A FORUM PA 2008, in occasione di una OfficinaPA promossa dal Gruppo Italia Energia, abbiamo incontrato Guglielmo Ferrari, consulente ed esperto di energia, già responsabile della Segreteria Tecnica della Direzione Energia del Ministero dello Sviluppo Economico ed ex Segretario Generale FIRE – Federazione Italiana per l’uso razionale dell’energia. Ci ha parlato di una figura professionale probabilmente ancora poco conosciuta in Italia e che pure potrebbe rappresentare la leva strategica per l’efficienza e il risparmio energetico nelle economie famigliari.

 
Per cominciare, cosa fa esattamente un energy manager?
L’Energy Manager è un tecnico, particolarmente esperto di energia, della sua produzione, delle problematiche connesse al suo utilizzo, delle tariffe energetiche: è, sostanzialmente, un professionista con una cultura molto diversificata e a 360° su tutti i temi che riguardano l’energia, in grado di capire se e quali sono i problemi energetici che esistono in un sistema – produttivo, famigliare, condominiale;  conosce le opportunità di incentivazione disponibili a livello nazionale e suggerisce le soluzioni più opportune e convenienti dal punto di vista energetico, ambientale ed economico.
 
È una figura professionalmente riconosciuta?
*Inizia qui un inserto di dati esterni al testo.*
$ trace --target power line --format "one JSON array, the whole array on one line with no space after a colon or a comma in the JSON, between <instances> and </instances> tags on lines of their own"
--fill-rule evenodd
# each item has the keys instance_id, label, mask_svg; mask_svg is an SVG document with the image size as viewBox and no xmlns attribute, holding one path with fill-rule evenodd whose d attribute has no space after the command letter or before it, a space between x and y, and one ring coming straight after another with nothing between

È una figura prevista concettualmente e formalmente già dalla legge n. 308 del 1982, nell’ambito industriale e allargata,  poi, dalla legge n. 10 del 1991, alle grandi utenze civili. Adesso si sta cercando di allargarlo, visto che è un problema in continua crescita, anche ad utenze più piccole, il che non è facile: una grande industria, avendo grandi consumi, ha anche ritorni economici importanti nel pagare una o più persone che curino questo aspetto, una famiglia difficilmente può permettersi questa spesa, soprattutto per la fase di valutazione del problema. Una volta accertato che il problema esiste, diciamo che una piccola consulenza proporzionata all’opera è anche ragionevole. Certo qualcuno che aiuti a capire se ci sono problemi, di che tipo sono e che tipo di tecnico operativo è il caso di coinvolgere per migliorare la situazione sarebbe importante. Ripeto non è facile costruire questa professionalità: probabilmente dovrebbe essere un servizio pubblico. Si potrebbe provare a costruire una rete di sportelli, che coinvolga attori locali, esperti del territorio, di usi e problemi locali e, contestualmente, persone con un background consolidato in materia di energia che li sappiano consigliare nell’affrontare problemi probabilmente sconosciuti.  
 
Qual è la dimensione “famigliare” in cui la professionalità dell’Energy manager può essere importante?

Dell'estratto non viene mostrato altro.